The data-story should be:

- About 4 pages long
- Written as a Jupyter Notebook.
- Using the analysis you did in the project in units 1 - 6.
- Describe your country, either your country where you have been born or where you are currently living.
- Contain, text, graphics and data and using the two demographic datasets we used in the course.
- Be roughly built around the template:
    - my country short description in word
    - my country viewed from the perspective of census data, a short demographic description in numbers, pictures    and text, giving a view into the past (10 years ago) and giving an outlook into the future, say in 10 years from now)
    - Some concluding passage.
- You have considerable freedom in the way you write this but make sure to built in the analysis you did throughout the assignment. This will be one important element for the grading of the project work.


Use the project work time of this week to make a plan for this essay and to familiarize yourself a bit with working with text and code in one Notebook. Here is a very brief intro to the most basic elements.

Jupyter Notebooks use Markdown for formatting text. You have to choose `Markdown` from the menue bar above, such that Jupyter knows that the cell you are currently working in with text is a markdown cell and not a code cell.

Markdown is a lightweight, easy to learn markup language for formatting plain text. 

Remember that this exercise sheet was written in a Jupyter notebook, so all of the narrative text and images you have seen so far were achieved writing in Markdown and code. Let’s cover the basics with a quick example:

# This is a level 1 heading

## This is a level 2 heading

This is some plain text that forms a paragraph. Add emphasis via **bold** and __bold__, or *italic* and _italic_. 

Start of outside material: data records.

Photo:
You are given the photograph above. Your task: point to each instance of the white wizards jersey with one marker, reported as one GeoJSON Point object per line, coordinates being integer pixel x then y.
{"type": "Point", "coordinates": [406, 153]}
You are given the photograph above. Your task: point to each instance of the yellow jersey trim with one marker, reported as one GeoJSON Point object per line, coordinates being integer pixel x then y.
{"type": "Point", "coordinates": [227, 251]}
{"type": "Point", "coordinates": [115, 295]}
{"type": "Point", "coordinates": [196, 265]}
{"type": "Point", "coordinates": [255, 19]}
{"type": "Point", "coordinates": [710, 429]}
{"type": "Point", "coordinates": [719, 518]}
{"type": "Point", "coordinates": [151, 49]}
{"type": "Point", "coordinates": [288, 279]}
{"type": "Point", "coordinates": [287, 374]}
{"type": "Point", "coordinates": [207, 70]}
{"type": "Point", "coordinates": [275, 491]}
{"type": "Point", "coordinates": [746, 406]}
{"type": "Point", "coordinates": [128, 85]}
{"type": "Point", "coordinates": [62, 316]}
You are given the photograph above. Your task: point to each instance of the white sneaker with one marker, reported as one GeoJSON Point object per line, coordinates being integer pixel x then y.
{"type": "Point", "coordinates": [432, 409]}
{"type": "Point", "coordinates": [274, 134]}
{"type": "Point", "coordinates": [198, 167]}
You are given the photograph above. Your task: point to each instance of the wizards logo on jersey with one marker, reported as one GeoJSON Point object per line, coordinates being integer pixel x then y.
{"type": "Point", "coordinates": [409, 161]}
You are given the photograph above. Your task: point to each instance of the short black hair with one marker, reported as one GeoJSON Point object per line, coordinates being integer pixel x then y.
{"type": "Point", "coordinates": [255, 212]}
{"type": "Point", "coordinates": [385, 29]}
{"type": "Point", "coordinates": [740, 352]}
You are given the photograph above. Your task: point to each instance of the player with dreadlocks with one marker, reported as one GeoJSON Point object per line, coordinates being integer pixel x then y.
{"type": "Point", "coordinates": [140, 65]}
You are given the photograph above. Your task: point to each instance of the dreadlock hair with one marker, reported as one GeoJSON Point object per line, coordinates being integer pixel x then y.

Paragraphs must be separated by an empty line. 

* Sometimes we want to include lists. 
* Which can be bulleted using asterisks. 

1. Lists can also be numbered. 
2. If we want an ordered list.

[It is possible to include hyperlinks](https://www.example.com)

Inline code uses single backticks: foo(), and code blocks use triple backticks: 
```
bar()
``` 
Or can be indented by 4 spaces: 

    foo()

And finally, adding images is easy: ![Alt text](https://www.example.com/image.jpg)

# This is a level 1 heading

## This is a level 2 heading

This is some plain text that forms a paragraph. Add emphasis via **bold** and __bold__, or *italic* and _italic_. 

Paragraphs must be separated by an empty line. 

* Sometimes we want to include lists. 
* Which can be bulleted using asterisks. 

1. Lists can also be numbered. 
2. If we want an ordered list.

[It is possible to include hyperlinks](https://www.example.com)

Inline code uses single backticks: foo(), and code blocks use triple backticks: 
```
bar()
``` 
Or can be indented by 4 spaces: 

    foo()

And finally, adding images is easy: ![Alt text](https://www.example.com/image.jpg)

To see the source text from which these lines were compiled, double click into the cell. It will then 
show you the source text. When you execute the cell it will show you the formatted markup text.

## Sharing Your Notebooks

When people talk about sharing their notebooks, there are generally two paradigms they may be considering.

Most often, individuals share the end-result of their work, much like this article itself, which means sharing non-interactive, pre-rendered versions of their notebooks. However, it is also possible to collaborate on notebooks with the aid of version control systems such as Git or online platforms like Google Colab.

### Before You Share

A shared notebook will appear exactly in the state it was in when you export or save it, including the output of any code cells. Therefore, to ensure that your notebook is share-ready, so to speak, there are a few steps you should take before sharing:

Click “Cell > All Output > Clear”
Click “Kernel > Restart & Run All”
Wait for your code cells to finish executing and check ran as expected

This will ensure your notebooks don’t contain intermediary output, have a stale state, and execute in order at the time of sharing.

### Exporting Your Notebooks

Jupyter has built-in support for exporting to HTML and PDF as well as several other formats, which you can find from the menu under “File > Download As.”

You can of course always share .ipynb files more directly and this is also the format I prefer for submitting your data essay.